В Оклахоме ходил слух, что одна пожилая дама, пожертвовавшая большую сумму в Фонд, удостоилась чести познакомиться с сэром Александром и спросила его, чем он объясняет свой успех. Он будто бы ответил: «Полагаю, что богу угодно было получить пенициллин, поэтому он и создал Александра Флеминга». Когда ему пересказали этот анекдот, он ничего не сказал, но и не внес эту историю в папку «Мифы о Флеминге»; видимо, история была правдива. На обратном пути из Оклахомы он побывал во многих лабораториях. Его познакомили с ауреомицином и хлоромицетином. Семья антибиотиков все разрасталась.

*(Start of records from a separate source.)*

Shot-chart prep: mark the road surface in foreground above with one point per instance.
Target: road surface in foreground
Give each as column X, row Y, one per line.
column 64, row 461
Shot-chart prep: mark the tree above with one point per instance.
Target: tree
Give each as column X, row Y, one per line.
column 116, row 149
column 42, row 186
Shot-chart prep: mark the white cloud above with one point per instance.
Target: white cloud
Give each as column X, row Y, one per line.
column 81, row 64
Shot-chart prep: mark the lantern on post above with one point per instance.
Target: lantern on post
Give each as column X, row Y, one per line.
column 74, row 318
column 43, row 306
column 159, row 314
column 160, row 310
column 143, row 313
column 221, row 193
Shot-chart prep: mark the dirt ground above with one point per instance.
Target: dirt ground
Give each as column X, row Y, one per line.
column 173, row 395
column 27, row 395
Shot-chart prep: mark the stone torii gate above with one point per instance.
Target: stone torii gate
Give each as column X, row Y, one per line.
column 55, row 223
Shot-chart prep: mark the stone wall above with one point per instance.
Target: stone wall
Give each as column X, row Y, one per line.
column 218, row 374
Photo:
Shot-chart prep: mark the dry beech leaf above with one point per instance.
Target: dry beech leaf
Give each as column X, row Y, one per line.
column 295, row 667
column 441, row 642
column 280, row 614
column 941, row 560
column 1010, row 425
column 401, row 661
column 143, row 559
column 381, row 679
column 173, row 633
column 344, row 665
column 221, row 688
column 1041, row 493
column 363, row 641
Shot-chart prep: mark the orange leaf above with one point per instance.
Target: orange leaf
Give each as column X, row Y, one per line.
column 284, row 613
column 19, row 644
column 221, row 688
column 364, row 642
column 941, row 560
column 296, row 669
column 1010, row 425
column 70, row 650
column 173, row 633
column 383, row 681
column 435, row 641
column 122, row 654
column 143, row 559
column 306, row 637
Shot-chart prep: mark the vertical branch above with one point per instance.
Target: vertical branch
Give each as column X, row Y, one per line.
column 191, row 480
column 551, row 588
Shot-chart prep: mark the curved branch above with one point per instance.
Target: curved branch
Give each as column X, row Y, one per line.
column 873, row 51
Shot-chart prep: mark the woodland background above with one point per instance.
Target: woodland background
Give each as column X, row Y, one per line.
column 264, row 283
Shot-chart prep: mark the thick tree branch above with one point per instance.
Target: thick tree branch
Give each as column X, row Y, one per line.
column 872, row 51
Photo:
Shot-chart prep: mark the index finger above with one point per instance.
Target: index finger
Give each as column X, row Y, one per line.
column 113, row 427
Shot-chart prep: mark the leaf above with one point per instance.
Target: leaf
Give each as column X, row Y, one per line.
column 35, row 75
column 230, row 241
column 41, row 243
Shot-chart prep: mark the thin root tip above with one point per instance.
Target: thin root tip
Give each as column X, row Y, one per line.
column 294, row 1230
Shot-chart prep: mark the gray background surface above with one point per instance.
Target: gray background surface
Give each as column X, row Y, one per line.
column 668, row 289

Вернувшись в Лондон, он застал жену в тяжелом состоянии. Своим друзьям по больнице он горестно говорил: «Она не встанет». Миссис Макмиллан пришла проведать Сарин. Флеминг сам открыл дверь. «Я никогда не забуду, – пишет Макмиллан, – с каким выражением лица он сказал: „Самое ужасное, что пенициллин не может ей помочь... Его еще не умели производить, когда умер Джон, а теперь его производят, но Сарин он бесполезен“. Флеминг ухаживал за женой с бесконечной нежностью. Она умерла в ноябре 1949 года. Ее смерть была для Флеминга тяжелым ударом. Он сказал своему старому и любимому другу, доктору Юнгу: „Моя жизнь разбита“. В течение тридцати четырех лет Сарин была его подругой, придавала ему бодрости в трудное время, вместе с ним работала в их саду и помогала ему стойко выдержать успех, когда, наконец, пришла слава.
Похоронив ее, Флеминг в тот же день пришел в лабораторию и, как всегда во время чаепития в библиотеке, занял свое место во главе стола. Он не говорил о своем горе, но постарел на двадцать лет. Глаза у него были красные. В течение нескольких недель он выглядел трогательным старичком с дрожащими руками. Он стал еще позже засиживаться на работе и закрывал дверь в свою лабораторию, чего раньше никогда не делал.
Каждый вечер он по-прежнему бывал в клубе художников и оставался там дольше, чем раньше. В опустевшем доме ему было одиноко и тоскливо. Придя из клуба, он, чтобы скоротать вечер, с грустью перевешивал картины. Этажом выше жила сестра Сарин – Элизабет, вдова Джона Флеминга. Сестры-близнецы были очень похожи внешне, но совершенно разные по характеру. Насколько Сарин до болезни была веселой, шумной и жизнерадостной, настолько Элизабет была меланхоличной, особенно после того, как потеряла мужа. После смерти Сарин она часто впадала в состояние депрессии. Флеминг, по своей доброте и преданности родным, предложил ей обедать вместе. Некоторое время с ним жили еще его сын Роберт и племянник – оба студенты Сент-Мэри. Но затем Роберт стал проходить практику в больнице, а позже, в 1951 году, уехал в колонии отбывать военную службу. Сэр Александр оказался в полном одиночестве. На субботу и воскресенье он уезжал в Редлетт, к своему брату, но всю неделю этот еще не старый человек с молодой душой все вечера проводил с пожилой и больной женщиной. К счастью, умная и преданная Алиса Маршалл – она вела хозяйство с тех пор, как слегла Сарин, – прилагала все усилия, чтобы сделать для него жизнь, насколько это было возможно, спокойной и терпимой.
43
Уистлер (1834—1903) – американский художник.
44
Тернер (1775—1851) – английский художник.